Bom dia pessoal,
Há algum tempo eu decidir realizar o meu trabalho de conclusão de curso sobre o Domain Driven Design, porém não irei falar de tudo e sim de um ponto especifico:
Linguagem Ubíqua.
Nos momentos em que escrevi a fundamentação teórica e comecei a conviver algumas situações em projetos onde a linguagem falada pelos envolvidos não era tão coerente para o projeto, e o que isso acarretava? Sérios problemas, principalmente na documentação e elaboração até mesmo do código, onde o analista passava algo totalmente o contrário do cliente e o desenvolvedor entendia mais nada, pois só pensava em termos técnicos (sou testemunha disso, quando fiquei batendo na tecla de padrões e ninguem entendia o que eu falava).
Eric Evans destaca que:
Qualquer pessoa técnica contribuindo para o modelo deve programar, pelo menos tocar no código, independente do papel desempenhado no
projeto. Um responsável por mudar o código deve sempre
aprender a expressar o modelo através do código. Todo desenvolvedor
deve estar envolvido na discussão sobre o modelo e ter
contato com os especialistas do domínio.
Esse trecho comentado em seu livro tem sua questão importante, pois ainda temos um grande problema. Os papeis independentes, é muito comum hoje em dia, ainda encontrar Analistas de Negócios / Sistemas que não sabem programar (leia-se não entende uma leitura no código), por isso fica mais complicado essa separação de papeis. Na minha concepção eu defendo que o programador (para muitos Eng. de Software) ele tem que está mais ativo nas implementações, por tanto separar a suas atividades na compreensão e modelagem da aplicação, na minha concepção, é impressidivel para a evolução do sistema e documentação. E outro ponto é que observei muitos Analistas focarem nas bases, ou seja, primeiro construir modelos de "Entidade Relacional" e depois partir para
Por estes fatos, é que eu encontro problemas ao estabelecer uma comunicação onde esteja presente a linguagem Úbiqua ou Onipresente, pois é dificil para os participantes não terem o seu jargão técnico. E então como uma equipe, ágil, ela pode começar a documentar, testar, codificar... Enfim realizar suas atividades com uma comunicação mais aberta e presente em todos os pontos do projeto. Esteja esta comunicação diante o cliente e até entre a equipe, para que todos possam falar a mesma lingua.
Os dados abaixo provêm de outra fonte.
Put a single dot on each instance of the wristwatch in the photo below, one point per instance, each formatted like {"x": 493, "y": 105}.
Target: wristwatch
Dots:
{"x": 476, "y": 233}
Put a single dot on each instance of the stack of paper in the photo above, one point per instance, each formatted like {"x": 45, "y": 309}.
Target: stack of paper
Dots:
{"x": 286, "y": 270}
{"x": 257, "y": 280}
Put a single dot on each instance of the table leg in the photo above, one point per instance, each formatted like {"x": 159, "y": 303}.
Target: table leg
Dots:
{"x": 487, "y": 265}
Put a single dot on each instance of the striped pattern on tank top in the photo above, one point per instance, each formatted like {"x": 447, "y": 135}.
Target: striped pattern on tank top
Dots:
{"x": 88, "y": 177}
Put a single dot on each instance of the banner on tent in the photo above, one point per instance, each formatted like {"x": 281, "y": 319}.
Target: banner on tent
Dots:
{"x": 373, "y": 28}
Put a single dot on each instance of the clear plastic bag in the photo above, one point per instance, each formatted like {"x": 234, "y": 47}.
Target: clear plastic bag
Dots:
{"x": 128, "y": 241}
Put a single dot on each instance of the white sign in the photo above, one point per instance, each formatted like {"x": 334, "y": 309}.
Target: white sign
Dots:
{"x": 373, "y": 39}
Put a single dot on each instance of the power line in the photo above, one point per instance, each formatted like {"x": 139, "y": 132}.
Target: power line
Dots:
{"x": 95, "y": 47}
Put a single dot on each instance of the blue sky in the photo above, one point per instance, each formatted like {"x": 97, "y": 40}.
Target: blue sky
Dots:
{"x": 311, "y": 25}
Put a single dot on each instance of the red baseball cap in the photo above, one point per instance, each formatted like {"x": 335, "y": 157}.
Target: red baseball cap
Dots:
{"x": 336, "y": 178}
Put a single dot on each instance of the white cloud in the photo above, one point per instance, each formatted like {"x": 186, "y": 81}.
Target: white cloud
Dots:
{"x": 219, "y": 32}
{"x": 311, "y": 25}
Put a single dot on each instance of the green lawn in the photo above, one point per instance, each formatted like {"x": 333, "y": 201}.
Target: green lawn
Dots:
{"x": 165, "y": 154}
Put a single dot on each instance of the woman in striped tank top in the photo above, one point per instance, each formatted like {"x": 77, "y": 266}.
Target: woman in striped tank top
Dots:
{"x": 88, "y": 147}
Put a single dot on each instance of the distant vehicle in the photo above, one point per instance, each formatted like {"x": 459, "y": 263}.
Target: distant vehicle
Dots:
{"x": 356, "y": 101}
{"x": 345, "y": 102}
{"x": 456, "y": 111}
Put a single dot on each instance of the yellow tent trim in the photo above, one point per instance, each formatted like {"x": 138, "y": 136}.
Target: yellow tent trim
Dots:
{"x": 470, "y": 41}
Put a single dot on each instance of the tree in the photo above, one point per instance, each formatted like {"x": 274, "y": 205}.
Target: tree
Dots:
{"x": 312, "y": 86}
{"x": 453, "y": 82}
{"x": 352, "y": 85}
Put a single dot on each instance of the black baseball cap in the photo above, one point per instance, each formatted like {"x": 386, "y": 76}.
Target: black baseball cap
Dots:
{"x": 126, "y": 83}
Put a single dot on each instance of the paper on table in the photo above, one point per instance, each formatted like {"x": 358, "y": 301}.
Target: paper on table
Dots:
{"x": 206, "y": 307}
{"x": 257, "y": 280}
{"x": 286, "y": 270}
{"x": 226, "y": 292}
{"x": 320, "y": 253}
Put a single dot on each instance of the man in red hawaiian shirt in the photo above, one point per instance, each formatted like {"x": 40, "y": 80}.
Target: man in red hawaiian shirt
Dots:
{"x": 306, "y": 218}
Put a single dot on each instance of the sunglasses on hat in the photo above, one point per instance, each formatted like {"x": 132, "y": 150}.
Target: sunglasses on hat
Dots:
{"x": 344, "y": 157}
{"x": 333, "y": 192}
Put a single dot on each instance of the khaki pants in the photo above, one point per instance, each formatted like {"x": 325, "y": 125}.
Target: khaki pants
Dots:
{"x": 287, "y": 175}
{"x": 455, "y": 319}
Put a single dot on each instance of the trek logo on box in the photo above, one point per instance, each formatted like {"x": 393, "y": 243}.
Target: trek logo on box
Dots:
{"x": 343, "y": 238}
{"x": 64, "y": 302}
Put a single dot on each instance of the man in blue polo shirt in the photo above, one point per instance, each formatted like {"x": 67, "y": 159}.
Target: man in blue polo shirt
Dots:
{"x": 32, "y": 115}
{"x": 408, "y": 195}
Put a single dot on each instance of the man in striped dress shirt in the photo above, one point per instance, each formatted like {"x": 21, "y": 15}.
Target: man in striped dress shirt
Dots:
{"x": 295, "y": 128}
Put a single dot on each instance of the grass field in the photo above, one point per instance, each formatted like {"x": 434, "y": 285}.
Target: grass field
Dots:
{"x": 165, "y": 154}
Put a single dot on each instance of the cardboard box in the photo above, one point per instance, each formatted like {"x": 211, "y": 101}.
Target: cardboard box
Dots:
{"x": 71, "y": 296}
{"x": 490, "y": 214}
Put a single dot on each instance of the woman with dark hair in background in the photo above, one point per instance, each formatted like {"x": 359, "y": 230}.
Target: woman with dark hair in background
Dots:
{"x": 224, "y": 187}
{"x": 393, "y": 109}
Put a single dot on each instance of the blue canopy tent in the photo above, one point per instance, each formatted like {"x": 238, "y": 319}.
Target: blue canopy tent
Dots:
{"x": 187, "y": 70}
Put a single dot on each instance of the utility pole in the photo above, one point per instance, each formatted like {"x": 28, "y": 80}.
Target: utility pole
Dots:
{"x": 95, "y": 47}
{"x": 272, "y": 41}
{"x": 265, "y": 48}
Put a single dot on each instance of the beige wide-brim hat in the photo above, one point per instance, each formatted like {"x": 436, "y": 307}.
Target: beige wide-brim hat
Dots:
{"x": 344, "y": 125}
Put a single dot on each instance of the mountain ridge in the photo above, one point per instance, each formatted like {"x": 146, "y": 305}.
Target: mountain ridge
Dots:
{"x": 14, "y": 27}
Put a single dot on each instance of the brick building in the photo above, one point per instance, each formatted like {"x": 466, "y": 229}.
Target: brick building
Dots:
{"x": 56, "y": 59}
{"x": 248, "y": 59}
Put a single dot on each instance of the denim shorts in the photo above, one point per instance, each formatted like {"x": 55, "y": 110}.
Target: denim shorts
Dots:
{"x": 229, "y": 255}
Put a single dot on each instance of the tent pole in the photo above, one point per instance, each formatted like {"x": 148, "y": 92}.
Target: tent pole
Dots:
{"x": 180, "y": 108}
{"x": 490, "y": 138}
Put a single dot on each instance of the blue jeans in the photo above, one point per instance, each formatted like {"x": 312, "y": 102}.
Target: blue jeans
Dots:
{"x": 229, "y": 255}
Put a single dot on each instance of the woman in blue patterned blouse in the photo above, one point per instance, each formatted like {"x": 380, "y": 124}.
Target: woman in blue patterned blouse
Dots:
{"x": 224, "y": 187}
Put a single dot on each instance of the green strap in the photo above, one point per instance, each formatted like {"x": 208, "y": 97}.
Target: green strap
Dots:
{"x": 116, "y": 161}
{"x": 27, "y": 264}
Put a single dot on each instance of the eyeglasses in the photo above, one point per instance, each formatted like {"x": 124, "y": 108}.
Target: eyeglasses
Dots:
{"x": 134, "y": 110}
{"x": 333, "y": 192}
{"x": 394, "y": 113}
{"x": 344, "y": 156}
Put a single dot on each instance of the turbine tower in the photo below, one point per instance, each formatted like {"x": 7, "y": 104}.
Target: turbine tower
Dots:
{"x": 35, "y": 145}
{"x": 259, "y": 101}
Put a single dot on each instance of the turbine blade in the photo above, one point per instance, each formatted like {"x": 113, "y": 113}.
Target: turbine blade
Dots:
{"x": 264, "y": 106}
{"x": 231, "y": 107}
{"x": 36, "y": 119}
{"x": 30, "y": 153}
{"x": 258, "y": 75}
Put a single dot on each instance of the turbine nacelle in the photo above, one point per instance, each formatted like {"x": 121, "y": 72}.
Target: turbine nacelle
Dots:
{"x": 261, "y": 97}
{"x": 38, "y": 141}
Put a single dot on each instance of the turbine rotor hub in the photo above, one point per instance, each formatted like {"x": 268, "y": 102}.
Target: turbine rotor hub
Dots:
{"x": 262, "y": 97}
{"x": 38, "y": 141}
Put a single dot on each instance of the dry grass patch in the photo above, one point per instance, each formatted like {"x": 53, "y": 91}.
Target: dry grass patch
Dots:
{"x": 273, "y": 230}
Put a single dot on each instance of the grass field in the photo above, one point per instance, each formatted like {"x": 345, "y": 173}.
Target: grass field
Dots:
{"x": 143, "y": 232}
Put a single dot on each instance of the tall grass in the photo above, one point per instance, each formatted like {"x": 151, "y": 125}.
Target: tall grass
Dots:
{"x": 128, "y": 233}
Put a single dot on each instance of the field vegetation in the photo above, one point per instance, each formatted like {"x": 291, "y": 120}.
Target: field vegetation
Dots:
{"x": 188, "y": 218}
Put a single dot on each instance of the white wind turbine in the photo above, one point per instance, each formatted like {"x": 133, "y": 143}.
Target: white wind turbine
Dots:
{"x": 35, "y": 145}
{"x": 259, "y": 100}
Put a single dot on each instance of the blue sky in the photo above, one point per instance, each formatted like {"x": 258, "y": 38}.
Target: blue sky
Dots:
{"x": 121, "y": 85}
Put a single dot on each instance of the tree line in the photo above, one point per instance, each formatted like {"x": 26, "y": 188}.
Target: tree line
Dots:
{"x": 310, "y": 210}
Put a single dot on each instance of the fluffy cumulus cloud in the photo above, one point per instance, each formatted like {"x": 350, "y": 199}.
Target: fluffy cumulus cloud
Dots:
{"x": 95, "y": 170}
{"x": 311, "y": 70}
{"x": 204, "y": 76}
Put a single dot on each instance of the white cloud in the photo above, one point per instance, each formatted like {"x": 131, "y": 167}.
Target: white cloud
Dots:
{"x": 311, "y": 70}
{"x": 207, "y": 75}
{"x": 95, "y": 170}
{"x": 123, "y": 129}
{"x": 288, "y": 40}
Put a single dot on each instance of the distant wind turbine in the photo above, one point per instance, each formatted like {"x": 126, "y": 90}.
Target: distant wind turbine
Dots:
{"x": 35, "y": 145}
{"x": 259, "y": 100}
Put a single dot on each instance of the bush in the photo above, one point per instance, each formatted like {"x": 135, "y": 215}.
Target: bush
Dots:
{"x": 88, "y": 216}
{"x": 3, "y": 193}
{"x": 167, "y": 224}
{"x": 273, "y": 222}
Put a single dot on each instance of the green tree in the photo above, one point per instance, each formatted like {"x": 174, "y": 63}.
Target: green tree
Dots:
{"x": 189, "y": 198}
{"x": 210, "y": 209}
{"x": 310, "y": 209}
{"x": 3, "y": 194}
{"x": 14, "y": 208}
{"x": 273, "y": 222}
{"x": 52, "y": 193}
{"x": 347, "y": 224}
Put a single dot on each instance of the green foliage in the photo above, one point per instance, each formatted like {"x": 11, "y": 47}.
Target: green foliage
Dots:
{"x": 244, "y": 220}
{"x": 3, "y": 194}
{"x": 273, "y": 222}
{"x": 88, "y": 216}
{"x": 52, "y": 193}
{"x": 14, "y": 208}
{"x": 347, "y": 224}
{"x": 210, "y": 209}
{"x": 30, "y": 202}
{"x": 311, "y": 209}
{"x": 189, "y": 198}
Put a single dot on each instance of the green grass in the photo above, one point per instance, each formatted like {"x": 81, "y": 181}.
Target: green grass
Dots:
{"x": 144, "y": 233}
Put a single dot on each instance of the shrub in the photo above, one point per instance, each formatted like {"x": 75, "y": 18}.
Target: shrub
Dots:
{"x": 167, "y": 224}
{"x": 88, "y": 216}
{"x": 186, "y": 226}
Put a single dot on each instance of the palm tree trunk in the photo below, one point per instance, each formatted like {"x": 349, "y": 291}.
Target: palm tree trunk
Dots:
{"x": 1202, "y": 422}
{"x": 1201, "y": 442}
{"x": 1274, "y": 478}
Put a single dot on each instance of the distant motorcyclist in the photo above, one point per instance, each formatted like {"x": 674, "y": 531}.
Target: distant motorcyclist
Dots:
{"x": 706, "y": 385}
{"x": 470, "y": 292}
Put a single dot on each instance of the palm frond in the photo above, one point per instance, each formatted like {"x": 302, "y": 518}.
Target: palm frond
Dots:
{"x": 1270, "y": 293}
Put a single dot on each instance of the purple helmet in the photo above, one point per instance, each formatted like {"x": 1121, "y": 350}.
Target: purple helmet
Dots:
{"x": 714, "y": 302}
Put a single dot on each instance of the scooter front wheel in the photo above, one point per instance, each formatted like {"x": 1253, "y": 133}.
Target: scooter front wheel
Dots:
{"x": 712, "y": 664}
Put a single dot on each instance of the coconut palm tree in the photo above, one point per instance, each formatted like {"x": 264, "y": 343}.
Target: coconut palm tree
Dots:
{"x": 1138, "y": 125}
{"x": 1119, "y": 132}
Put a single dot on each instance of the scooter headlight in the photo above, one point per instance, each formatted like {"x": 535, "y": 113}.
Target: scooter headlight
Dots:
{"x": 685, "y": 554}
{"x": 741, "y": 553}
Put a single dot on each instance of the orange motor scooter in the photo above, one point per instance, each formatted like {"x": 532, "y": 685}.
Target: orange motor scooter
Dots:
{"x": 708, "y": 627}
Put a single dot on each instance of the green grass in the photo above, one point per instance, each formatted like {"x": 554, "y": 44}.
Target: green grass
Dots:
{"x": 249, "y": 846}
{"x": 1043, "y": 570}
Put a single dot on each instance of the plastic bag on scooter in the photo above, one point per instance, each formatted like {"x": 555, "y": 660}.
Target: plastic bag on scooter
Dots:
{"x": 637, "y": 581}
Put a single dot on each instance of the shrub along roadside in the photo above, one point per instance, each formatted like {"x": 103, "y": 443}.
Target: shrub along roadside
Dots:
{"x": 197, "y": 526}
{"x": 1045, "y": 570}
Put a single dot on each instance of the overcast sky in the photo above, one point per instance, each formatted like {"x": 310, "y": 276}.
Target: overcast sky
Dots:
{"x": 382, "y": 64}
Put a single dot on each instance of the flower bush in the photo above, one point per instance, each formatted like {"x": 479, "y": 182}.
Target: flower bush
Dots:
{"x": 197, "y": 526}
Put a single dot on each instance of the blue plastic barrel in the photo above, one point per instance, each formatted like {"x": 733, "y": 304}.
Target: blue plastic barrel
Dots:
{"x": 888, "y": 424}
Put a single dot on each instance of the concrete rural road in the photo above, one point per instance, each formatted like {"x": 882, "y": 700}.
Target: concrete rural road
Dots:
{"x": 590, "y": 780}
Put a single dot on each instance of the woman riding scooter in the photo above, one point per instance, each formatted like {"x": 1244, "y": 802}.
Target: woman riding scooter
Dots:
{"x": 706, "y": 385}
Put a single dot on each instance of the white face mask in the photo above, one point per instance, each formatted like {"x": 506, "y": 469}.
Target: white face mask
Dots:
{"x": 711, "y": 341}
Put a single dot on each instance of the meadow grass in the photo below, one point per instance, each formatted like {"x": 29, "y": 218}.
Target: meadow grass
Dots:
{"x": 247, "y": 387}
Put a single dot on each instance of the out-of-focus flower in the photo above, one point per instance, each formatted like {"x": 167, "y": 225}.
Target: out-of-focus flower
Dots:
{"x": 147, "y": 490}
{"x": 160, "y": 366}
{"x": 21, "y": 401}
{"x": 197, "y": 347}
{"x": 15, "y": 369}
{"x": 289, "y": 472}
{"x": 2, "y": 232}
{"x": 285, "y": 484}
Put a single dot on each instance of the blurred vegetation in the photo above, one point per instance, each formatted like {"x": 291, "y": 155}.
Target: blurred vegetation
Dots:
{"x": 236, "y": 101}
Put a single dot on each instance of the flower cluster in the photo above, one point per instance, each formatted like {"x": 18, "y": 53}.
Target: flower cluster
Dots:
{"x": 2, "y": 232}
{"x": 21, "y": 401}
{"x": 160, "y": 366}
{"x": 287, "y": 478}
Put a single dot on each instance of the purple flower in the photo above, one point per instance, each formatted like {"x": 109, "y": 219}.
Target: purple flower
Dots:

É comum hoje termos alguns desenvolvedores que estão sempre em busca de obter conhecimentos mais elevados em Model Design, porque quando é representado de forma visual para ele fica até mais fácil de transferir aquilo para o código e a participação. E na minha visão, em alguns lugares que já passei eu vejo os Analistas discutirem mais sobre: Tabelas, Campos... Não há uma relação de objetos, do sentido real do sistema para solucionar um problema.
Eu concluo que todos os participantes, assim como o desenvolvedor tem que ter em mente que: "Toda vez onde alguém perceber que um determinado conceito do domínio
possui várias palavras que o represente, essa pessoa deve tentar
readequar tanto a linguagem falada e escrita, quanto o código".
Bom, depois de todo esse resumo o meu TCC se aprofundou nesta questão da "A importância da Linguagem Ubiqua para estabelcer uma comunicação mais presente em todo o projeto". Nessa linguagem estão termos que fazem parte das conversas diárias
entre especialistas de negócio e times de desenvolvimento. Todos devem
usar os mesmos termos tanto na linguagem falada quanto no código.
A partir desse modelo irei realizar a metodologia com uma pesquisa de campo, entrevistando Analistas e Times de Desenvolvimento, não vou frizar projetos e sim se eles conseguem estabelecer essa comunicação.
Agora peço a ajuda de todos, alguém poderia me dar dicas de formulação que essas perguntas podessem ser feitas para estes participantes?